We need a JavaScript backend, so that Liberty actually becomes an Eiffel-to-Javascript compiler!
Yet we have to deal with resource limitations, most notably a chronic lack of time.
Here enters Emscripten, the LLVM-to-JavaScript compiler.
As written elsewhere in this blog we were already targetting LLVM, so Emscripten is really a blessing from heaven above: it takes compiles from LLVM bytecode to JavaScript. Bingo!
Compiling to LLVM will automagically make Liberty an Eiffel-to-Javascript compiler.

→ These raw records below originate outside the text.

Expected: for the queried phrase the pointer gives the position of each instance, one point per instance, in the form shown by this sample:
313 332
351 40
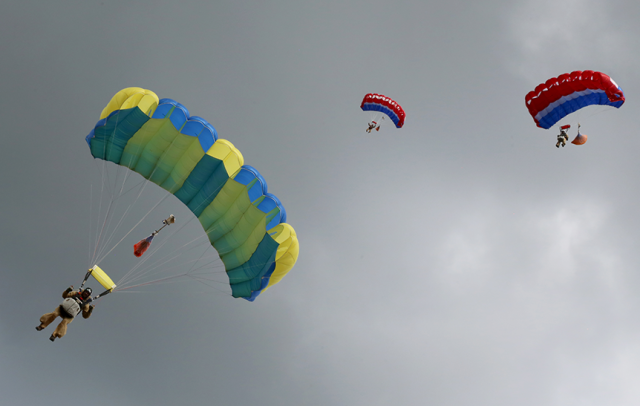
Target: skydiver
75 302
563 137
373 125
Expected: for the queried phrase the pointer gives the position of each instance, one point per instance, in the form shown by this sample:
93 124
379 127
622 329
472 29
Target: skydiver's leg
46 319
61 330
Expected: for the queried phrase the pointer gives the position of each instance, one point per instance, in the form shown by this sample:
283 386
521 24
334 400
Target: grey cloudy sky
461 260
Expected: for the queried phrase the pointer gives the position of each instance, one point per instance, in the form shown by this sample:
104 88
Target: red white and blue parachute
384 104
558 97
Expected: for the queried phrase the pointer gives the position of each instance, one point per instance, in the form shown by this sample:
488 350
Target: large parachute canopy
386 105
158 139
558 97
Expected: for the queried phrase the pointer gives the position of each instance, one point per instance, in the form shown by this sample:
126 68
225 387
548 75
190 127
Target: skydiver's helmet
86 293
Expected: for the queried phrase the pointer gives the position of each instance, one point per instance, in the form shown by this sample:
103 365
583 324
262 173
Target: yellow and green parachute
182 154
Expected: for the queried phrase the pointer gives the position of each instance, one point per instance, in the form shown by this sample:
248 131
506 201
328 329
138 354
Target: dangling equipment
580 138
141 246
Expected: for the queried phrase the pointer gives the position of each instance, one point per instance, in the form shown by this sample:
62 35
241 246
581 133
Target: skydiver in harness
563 137
373 125
74 303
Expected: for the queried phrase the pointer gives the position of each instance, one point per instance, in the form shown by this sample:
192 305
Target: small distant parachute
558 97
378 103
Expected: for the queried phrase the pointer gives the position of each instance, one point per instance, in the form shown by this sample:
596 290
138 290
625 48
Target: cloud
578 34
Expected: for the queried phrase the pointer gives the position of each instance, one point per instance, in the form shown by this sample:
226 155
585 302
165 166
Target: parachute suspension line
123 217
127 278
90 222
144 185
101 231
151 282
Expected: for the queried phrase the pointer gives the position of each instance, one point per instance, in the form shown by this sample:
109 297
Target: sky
460 260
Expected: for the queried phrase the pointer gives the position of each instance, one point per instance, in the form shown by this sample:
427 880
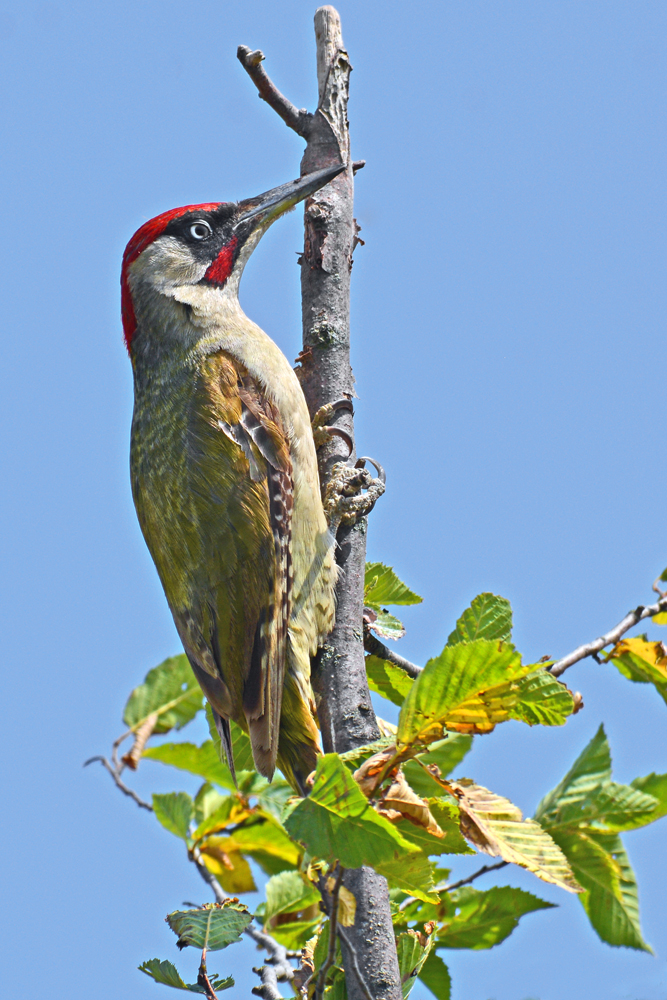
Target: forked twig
610 637
115 774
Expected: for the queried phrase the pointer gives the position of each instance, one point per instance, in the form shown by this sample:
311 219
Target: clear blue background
509 350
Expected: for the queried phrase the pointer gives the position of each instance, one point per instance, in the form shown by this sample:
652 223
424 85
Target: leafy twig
614 634
203 980
373 645
115 774
471 878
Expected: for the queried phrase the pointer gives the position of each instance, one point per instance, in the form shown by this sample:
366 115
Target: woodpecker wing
227 571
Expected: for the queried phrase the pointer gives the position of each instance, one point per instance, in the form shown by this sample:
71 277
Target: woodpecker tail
225 733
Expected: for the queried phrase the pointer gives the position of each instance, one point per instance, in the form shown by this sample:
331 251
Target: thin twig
203 980
457 885
333 926
277 968
119 783
471 878
373 645
614 634
298 120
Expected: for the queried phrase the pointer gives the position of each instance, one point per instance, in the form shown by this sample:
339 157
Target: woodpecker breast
225 482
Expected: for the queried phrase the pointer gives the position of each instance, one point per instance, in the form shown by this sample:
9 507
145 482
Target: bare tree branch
333 927
471 878
298 120
346 715
115 774
277 967
373 645
614 634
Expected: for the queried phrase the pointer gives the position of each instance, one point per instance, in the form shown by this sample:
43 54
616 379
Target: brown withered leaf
642 661
497 827
133 756
400 798
367 775
229 867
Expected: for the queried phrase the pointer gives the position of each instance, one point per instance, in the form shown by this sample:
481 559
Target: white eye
200 230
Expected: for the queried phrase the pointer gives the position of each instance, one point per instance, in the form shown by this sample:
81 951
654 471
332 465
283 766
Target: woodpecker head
205 245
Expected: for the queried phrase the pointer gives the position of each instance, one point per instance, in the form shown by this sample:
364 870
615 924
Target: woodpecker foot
322 432
344 502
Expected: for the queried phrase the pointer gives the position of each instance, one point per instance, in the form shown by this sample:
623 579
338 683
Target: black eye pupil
200 230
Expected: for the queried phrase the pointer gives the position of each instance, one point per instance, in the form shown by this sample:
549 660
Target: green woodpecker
224 475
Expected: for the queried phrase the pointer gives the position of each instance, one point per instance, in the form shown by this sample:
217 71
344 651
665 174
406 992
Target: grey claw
338 432
343 404
361 462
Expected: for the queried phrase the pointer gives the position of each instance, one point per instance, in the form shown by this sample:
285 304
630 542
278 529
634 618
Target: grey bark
346 714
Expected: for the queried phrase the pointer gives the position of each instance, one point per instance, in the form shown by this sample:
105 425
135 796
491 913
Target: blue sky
508 329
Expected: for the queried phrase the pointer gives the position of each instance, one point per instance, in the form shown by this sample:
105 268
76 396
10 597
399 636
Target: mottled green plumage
224 476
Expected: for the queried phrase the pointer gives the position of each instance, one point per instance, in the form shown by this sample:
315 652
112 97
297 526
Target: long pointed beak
265 208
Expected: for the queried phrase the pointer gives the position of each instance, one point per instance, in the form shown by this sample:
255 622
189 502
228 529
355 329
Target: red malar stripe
221 267
141 239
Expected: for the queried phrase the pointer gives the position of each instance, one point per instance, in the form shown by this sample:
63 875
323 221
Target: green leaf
583 814
435 977
288 893
473 686
354 758
204 761
445 754
484 919
169 689
243 760
263 840
336 822
411 957
610 898
488 617
586 797
655 785
543 700
387 680
213 926
207 802
382 586
230 811
387 626
496 826
175 811
168 975
580 785
273 798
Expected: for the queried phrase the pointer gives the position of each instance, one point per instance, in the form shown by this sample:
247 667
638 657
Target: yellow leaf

You may get the source code https://github.com/kripken/emscripten/wiki and read about it from http://syntensity.blogspot.com/2011/04/emscripten-10.html (in http://syntensity.blogspot.com/ ), a blog continued in http://mozakai.blogspot.com/

Actually there are some enjoyable considerations about how such a tool shall be called:
  • Q. Is this really a compiler? Isn't it better described as a translator?
    A. Well, a compiler is usually defined as a program that transforms source code written in one programming language into another, which is what Emscripten does. A translator is a more specific term that is usually used for compilation between high-level languages, which isn't exactly applicable. On the other hand a decompiler is something that translates a low-level language to a higher-level one, so that might technically be a valid description, but it sounds odd since we aren't going back to the original language we compiled from (C/C++, most likely) but into something else (JavaScript).